What if the father died first, then the mother? They both wrote identical wills and named the youngest child as executor. The middle child was named as the alternate. The will states that if the first executor can’t or won’t carry out the duties of the will, then the alternate executor takes over. It also states that within six months after the mother’s death, the home should be sold, and the proceeds divided evenly between all three siblings.
Time passes, and now it’s been now a year after her death. The oldest child is occupying the house—but he can’t qualify for a mortgage or buy the other two kids out of their shares.
Is the alternate executor permitted to just assume the executor duties and sell the home?
nj.com weighs in with a recent article, “Family fights over mom’s will when executor won’t sell the house. What’s next?” According to the article, being named in the will doesn’t give you the automatic right to serve as executor.

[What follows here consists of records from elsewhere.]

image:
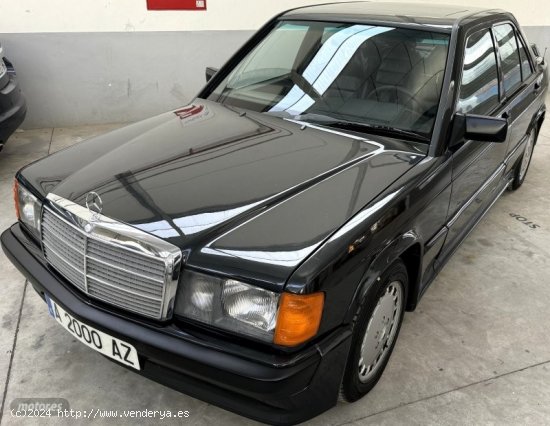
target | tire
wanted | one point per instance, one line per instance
(522, 166)
(387, 297)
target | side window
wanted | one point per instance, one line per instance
(479, 86)
(526, 69)
(509, 56)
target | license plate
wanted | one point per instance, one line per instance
(107, 345)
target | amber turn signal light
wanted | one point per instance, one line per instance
(299, 318)
(16, 198)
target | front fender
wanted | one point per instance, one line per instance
(379, 264)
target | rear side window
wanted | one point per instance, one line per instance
(526, 69)
(509, 56)
(479, 87)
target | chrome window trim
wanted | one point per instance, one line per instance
(125, 237)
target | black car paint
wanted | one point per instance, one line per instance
(410, 201)
(13, 107)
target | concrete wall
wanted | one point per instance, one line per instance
(97, 61)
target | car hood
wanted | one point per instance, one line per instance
(245, 194)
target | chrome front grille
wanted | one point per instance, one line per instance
(110, 261)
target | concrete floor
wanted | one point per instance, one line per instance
(476, 351)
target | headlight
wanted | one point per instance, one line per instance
(286, 320)
(27, 208)
(228, 304)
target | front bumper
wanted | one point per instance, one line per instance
(272, 388)
(13, 107)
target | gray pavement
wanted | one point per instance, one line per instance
(476, 350)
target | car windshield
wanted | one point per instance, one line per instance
(362, 77)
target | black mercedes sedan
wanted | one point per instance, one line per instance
(258, 248)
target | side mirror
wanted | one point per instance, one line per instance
(210, 73)
(478, 128)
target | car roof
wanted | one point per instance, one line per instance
(422, 14)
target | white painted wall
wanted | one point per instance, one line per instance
(37, 16)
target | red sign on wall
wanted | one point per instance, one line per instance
(176, 4)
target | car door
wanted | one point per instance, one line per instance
(520, 84)
(477, 166)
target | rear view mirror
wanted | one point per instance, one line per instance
(210, 73)
(479, 128)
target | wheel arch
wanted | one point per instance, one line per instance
(409, 249)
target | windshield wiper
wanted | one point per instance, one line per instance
(361, 127)
(374, 128)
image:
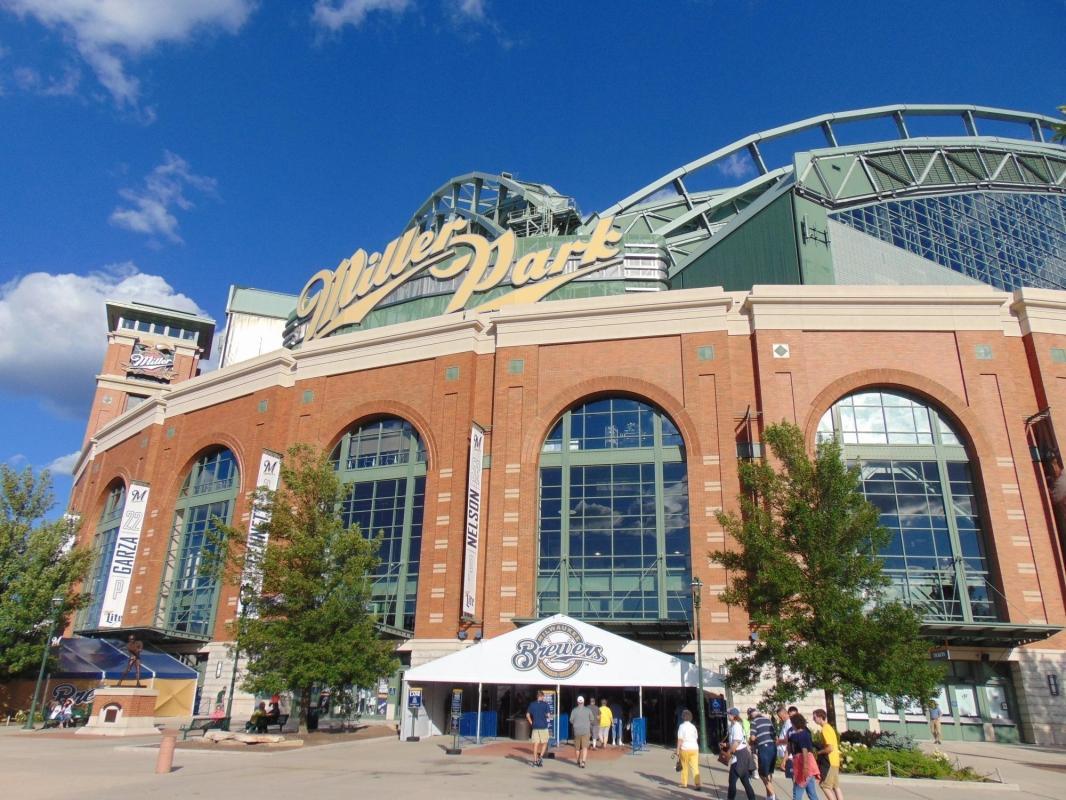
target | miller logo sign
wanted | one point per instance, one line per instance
(157, 362)
(559, 651)
(345, 296)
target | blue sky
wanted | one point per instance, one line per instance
(163, 149)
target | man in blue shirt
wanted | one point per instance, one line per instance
(537, 717)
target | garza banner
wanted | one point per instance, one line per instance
(472, 521)
(122, 563)
(270, 473)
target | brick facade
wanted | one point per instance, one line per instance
(647, 350)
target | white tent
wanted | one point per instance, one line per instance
(559, 651)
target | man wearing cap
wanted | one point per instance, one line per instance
(581, 728)
(765, 748)
(536, 715)
(740, 757)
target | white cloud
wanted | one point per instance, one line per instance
(336, 14)
(64, 464)
(737, 166)
(30, 80)
(164, 190)
(53, 330)
(473, 10)
(107, 32)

If an individual is named as successor executor in the will, there must be two steps taken, before he can assume the administration of the estate.

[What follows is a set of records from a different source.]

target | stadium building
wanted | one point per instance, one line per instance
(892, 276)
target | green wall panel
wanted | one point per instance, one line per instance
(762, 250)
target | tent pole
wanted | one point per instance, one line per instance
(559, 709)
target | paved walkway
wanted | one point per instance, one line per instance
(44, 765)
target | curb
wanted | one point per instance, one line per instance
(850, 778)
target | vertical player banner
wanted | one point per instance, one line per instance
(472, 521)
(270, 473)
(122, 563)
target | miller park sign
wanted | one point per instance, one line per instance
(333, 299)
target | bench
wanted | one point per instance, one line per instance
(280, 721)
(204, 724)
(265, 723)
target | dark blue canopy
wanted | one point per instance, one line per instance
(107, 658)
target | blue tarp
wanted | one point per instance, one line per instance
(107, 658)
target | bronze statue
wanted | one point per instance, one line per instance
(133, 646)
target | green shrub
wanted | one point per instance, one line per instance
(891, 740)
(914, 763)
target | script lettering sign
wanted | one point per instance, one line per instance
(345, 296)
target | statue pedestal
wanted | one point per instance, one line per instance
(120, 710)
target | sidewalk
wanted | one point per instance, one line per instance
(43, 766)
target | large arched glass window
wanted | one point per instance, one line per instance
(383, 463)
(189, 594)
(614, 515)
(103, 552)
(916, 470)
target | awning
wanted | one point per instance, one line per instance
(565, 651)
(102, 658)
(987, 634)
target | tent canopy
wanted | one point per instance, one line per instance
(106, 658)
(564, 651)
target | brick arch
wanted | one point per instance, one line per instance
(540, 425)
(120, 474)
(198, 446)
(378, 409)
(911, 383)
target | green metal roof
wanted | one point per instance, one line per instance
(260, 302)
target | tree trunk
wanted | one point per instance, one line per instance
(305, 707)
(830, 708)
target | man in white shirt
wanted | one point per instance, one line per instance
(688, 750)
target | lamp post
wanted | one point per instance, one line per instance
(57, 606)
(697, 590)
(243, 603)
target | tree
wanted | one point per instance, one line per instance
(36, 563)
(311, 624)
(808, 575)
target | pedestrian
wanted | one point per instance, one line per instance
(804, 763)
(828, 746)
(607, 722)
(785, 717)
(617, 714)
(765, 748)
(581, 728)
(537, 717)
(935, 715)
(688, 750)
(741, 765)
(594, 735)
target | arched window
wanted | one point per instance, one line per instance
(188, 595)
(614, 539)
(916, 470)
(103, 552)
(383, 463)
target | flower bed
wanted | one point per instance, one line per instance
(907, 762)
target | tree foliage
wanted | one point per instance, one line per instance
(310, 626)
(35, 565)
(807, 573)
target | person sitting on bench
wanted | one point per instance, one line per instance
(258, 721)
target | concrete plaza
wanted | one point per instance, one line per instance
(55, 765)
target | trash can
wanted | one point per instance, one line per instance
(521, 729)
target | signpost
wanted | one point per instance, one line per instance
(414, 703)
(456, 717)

In this situation, the youngest brother, as the current executor, must either resign or be removed.
The easiest, quickest and least costly option is for him to voluntarily step aside. However, he obviously has to agree to it.

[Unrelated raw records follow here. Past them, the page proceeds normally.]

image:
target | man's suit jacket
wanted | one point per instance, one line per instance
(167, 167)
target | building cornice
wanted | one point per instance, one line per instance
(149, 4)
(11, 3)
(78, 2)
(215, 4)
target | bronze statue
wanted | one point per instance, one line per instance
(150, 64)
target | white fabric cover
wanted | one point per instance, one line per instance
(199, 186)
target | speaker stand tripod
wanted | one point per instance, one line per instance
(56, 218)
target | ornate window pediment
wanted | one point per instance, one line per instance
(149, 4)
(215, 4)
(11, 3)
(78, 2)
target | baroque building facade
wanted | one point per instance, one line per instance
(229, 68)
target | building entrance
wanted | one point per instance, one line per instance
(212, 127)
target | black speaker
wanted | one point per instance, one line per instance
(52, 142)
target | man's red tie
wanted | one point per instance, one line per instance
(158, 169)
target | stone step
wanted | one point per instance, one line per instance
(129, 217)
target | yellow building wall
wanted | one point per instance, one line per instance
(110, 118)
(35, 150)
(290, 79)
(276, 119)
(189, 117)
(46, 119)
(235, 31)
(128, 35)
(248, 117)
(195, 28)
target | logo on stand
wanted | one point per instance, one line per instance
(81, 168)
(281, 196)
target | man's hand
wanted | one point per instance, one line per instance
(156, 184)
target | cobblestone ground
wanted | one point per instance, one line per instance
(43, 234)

The second option is to go to court and ask the Chancery Court judge to remove him.
To be successful in removing the executor, a person must show the Chancery Court judge that the executor is refusing to take the necessary action, as directed by the mother’s will. If the judge is convinced, she can remove the youngest brother by court order.
The middle child would then need to be appointed by the judge as the new executor.
Typically, when a person is named as the alternate, it isn’t a problem. It’s merely an administrative process. The middle child would have to go to the probate court and sign the required paperwork.
Reference: nj.com (December 27, 2018) “Family fights over mom’s will when executor won’t sell the house. What’s next?”